Re: Pakistan Blood debt women offered up for rape
**Another incident in Punjab. Seems to me that Punjab is the center of a lot of these crimes.
Maybe Musharraf will buy more F-16’s and build more nuclear weapons in response. May Allah provide justice to the victims in this life and in the hereafter. Ameen**
Pakistani man mauls sister who married for love
(DPA)
27 November 2005
ISLAMABAD - A man chopped his 20-year-old sister’s legs for marrying a villager of her choice in Pakistan’s eastern Punjab province, a news report said on Sunday.
Daily Times said Naseem Bibi and her husband, Saeed Ahmed, were working in the fields when her elder brother with some villagers attacked them and cut her legs.
“She is in very critical condition in Bahawal Victoria Hospital because of over bleeding,” a senior police office, Arif Nawaz, told the newspaper.
He said Bibi’s brother had also filed a police report against his brother-in-law for kidnapping, but police discharged the case after she disclosed that the couple married willingly.
“He must have committed this crime in a fit of anger,” Nawaz said.
Violence against women is a growing concern in the male-dominated Pakistani society, where females are killed by their male relatives for disgracing their family’s honour by marrying of her own choice rather than accept an arranged mating.
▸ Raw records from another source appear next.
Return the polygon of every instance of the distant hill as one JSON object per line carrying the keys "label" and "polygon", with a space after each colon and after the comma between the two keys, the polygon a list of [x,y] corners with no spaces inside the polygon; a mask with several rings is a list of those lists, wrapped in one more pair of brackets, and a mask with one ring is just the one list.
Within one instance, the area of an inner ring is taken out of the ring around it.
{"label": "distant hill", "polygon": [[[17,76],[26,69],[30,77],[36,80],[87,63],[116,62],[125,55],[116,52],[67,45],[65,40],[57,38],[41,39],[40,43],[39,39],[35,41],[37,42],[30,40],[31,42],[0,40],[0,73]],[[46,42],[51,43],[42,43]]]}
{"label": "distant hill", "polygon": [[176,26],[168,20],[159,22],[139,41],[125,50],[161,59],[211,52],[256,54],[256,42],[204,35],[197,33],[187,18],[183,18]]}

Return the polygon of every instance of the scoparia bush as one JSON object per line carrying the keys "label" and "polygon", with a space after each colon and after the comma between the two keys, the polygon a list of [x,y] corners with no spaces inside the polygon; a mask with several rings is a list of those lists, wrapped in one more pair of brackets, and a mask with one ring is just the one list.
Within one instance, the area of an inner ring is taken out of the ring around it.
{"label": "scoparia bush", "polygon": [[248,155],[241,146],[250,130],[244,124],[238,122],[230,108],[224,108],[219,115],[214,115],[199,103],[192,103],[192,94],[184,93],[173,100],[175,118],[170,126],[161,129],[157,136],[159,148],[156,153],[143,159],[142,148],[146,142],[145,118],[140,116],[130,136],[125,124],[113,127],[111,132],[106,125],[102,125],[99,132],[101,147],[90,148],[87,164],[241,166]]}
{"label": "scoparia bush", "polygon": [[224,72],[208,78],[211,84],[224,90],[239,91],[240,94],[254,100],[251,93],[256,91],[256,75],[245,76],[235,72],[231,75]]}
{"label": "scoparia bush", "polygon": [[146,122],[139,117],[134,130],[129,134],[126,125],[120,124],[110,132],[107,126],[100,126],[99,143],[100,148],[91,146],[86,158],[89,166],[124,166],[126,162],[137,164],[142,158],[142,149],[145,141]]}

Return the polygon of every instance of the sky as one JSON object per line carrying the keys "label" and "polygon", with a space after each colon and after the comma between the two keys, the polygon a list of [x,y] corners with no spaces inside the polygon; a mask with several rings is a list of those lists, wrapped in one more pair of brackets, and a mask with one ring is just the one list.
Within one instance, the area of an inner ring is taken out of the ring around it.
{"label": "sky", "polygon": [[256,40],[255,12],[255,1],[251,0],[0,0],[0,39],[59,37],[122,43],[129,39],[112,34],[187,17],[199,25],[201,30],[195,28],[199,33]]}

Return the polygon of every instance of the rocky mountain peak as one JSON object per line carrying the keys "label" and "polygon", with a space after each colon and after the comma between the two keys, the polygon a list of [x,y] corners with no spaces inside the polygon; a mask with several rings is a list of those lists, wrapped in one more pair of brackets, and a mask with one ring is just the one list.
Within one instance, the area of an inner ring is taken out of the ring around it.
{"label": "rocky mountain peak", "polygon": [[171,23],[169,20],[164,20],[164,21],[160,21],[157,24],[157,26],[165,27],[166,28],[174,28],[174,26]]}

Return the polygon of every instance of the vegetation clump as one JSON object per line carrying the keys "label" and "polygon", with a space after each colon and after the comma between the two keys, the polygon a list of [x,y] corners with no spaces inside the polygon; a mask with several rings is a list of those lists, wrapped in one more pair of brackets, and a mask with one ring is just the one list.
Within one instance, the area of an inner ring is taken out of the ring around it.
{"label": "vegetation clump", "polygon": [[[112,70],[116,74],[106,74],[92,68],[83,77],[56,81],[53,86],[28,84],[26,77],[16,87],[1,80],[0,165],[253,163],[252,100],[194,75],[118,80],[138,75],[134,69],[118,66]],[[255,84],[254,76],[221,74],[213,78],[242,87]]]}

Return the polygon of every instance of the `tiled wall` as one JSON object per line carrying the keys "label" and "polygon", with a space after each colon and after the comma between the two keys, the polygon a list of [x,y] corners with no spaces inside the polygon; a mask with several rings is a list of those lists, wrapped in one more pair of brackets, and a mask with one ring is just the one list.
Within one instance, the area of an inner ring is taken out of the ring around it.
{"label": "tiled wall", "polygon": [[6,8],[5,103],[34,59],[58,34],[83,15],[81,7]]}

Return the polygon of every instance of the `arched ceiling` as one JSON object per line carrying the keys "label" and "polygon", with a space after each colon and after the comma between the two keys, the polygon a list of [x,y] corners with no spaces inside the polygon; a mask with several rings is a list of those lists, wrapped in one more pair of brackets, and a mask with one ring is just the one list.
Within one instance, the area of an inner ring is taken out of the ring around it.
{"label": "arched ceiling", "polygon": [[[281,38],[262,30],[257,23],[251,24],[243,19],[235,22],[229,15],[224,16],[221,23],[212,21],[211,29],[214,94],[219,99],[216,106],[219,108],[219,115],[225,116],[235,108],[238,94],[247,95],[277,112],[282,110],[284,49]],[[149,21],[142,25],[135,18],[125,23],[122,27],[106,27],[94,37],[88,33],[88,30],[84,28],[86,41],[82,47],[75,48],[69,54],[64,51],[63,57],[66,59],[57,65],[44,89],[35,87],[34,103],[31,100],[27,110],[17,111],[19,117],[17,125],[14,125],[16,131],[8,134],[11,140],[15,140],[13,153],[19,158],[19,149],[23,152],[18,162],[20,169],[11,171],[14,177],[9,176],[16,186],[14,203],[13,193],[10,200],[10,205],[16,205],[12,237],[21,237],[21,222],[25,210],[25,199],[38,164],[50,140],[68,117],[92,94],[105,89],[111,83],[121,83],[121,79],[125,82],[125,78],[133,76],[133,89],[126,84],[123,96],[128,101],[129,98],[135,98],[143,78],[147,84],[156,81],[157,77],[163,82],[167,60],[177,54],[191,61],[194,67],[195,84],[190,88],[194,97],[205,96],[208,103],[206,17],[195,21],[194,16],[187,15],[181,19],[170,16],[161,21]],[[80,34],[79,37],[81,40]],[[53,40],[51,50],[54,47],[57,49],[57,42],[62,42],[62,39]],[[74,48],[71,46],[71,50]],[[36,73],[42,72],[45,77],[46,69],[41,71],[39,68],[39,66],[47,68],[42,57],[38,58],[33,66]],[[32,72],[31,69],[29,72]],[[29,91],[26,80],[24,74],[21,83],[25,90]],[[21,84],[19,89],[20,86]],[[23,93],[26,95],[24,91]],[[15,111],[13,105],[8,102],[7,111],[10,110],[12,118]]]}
Daughters and sisters are also given in marriage to rivals for settlement of disputes.
Despite President General Pervez Musharraf declared “honour killing” a crime publicly, the independent Human Rights Commission of Pakistan says there is not decline in the numbers of such cases as at least more than 750 so-called honour killings have been reported in last 18 months.
According to another human rights watchdog, Lawyers for Human Rights and Legal Aid, ten women are physically abused every day in the Moslem country.
“Violence against women happens everywhere, even in the educated, upper and upper-middle classes of our society. The problem is they (women) don’t resist or stand up against it because of their fear that society will blame them instead of abusers,” said Tahira Abdullah, a women’s rights activist.
(Oh, I wonder where women would get such a crazy idea from? :rolleyes:)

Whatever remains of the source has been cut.